Eggplant, chicken, well-seasoned rice dishes, a bit of cake, they tried to represent as many cultural communities as they could — as there are so many different ones that live in the camp — and to include a variety in what recipes they wanted to offer.

They ended up with 14 different countries being included, including vegetarian and vegan recipes.

“A big piece of me is in this book,” Herrera said. “It’s about love and welcoming and hospitality. You can’t enter a refugee home without them offering you food and chai. In tragedy they can control their love and hospitality even though their situation and the choices they’ve had to make might be awful.”

When the camp residents found out their recipes would be gathered into book form, they were excited. Leaving your own country for an unknown future is a hard decision to make in the best of times, and in the worst of times it is life-altering.

Food is a centering force. The recognized motions of kneading bread or folding fresh veggies together into a cherished recipe is a balm to an off-center journey. This refugee camp, settled and formed in an industrial part of Athens, has become home for now to the 2,000 residents who live there. Keeping their culture alive through food is integral.

“Food is their way of keeping their culture when they travel. I love to see them cooking, sharpening their knives, making their bread or a barbecue,” Gentico said. “If you focus only on them cooking or eating, you forget you are in a refugee camp in Greece, and you feel like you’ve been transported to the Middle East or Africa, depending on who is cooking. Food and music are their culture, and they won't change it, no matter where they are or live.”

As the recipe-gathering and taste-testing came to an end, the entire project was placed in the hands of competent people. “We had the amazing collaboration of María Angeles Torres, a food stylist and photographer from Barcelona,” Gentico said. “When all information was gathered, Simone Plassard, our field coordinator and designer, took the pile of recipes, stories and photos and put them into this beautiful book. Without them it couldn’t have been done.”

For Herrera, who plans on furthering her work with refugees, the culmination of the project is an emotional one. “For my home community to have this book is unreal,” she said. “To have these recipes come to life for my friends and family at home realizes the collision that has been happening inside my heart since the first day I stepped inside the refugee camp.”

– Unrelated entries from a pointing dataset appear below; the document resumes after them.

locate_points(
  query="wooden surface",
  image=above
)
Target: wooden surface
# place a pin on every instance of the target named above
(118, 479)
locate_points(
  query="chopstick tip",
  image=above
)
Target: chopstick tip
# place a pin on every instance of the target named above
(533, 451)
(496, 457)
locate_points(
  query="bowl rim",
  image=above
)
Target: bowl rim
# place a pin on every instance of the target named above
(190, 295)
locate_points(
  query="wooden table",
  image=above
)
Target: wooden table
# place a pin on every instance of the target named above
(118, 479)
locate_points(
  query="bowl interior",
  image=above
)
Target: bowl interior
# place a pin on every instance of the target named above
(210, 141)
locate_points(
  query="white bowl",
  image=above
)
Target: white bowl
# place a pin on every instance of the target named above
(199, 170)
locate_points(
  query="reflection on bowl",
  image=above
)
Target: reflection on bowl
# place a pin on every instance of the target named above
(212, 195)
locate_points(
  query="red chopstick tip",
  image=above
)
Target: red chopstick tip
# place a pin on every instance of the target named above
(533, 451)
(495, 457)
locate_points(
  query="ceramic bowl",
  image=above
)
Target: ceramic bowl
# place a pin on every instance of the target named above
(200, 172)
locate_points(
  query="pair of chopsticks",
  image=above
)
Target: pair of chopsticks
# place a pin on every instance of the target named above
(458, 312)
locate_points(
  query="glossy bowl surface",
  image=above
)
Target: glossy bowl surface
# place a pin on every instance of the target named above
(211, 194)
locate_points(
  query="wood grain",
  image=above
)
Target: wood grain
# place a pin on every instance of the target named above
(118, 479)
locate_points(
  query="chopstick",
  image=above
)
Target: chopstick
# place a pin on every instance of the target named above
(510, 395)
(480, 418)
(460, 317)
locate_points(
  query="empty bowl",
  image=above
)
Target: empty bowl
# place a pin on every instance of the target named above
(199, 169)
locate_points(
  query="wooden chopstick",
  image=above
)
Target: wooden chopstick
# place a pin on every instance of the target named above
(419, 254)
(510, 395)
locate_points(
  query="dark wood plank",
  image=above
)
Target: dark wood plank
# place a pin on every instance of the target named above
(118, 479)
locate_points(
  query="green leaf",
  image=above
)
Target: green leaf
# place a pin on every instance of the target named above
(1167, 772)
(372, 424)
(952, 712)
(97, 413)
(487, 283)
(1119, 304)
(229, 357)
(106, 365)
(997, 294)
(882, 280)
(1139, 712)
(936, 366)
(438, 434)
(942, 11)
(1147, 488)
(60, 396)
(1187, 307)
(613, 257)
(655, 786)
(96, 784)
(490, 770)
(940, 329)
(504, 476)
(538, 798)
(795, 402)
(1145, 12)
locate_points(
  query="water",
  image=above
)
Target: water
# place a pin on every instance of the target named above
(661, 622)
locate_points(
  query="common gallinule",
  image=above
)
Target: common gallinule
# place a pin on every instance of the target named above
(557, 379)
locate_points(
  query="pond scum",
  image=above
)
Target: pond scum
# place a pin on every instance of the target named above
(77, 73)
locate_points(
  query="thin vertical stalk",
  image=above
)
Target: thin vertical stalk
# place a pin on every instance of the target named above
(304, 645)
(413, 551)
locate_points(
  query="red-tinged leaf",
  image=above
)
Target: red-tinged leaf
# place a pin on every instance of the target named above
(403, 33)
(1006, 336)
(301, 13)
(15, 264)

Herrera said she recalls each face that prepared her food, hugged her with opens arms, and made a space for her to sit and sup in the small places they call home. And she is overwhelmed.

“They can take away everything you have but not who you are,” Gentico said. “The refugees, all of them, are part of a very welcoming culture where food is the way to show love and to take care of your guests and family.”

All proceeds made from this cookbook go toward the work of Project Elea, working for the community of Eleonas Refugee Camp.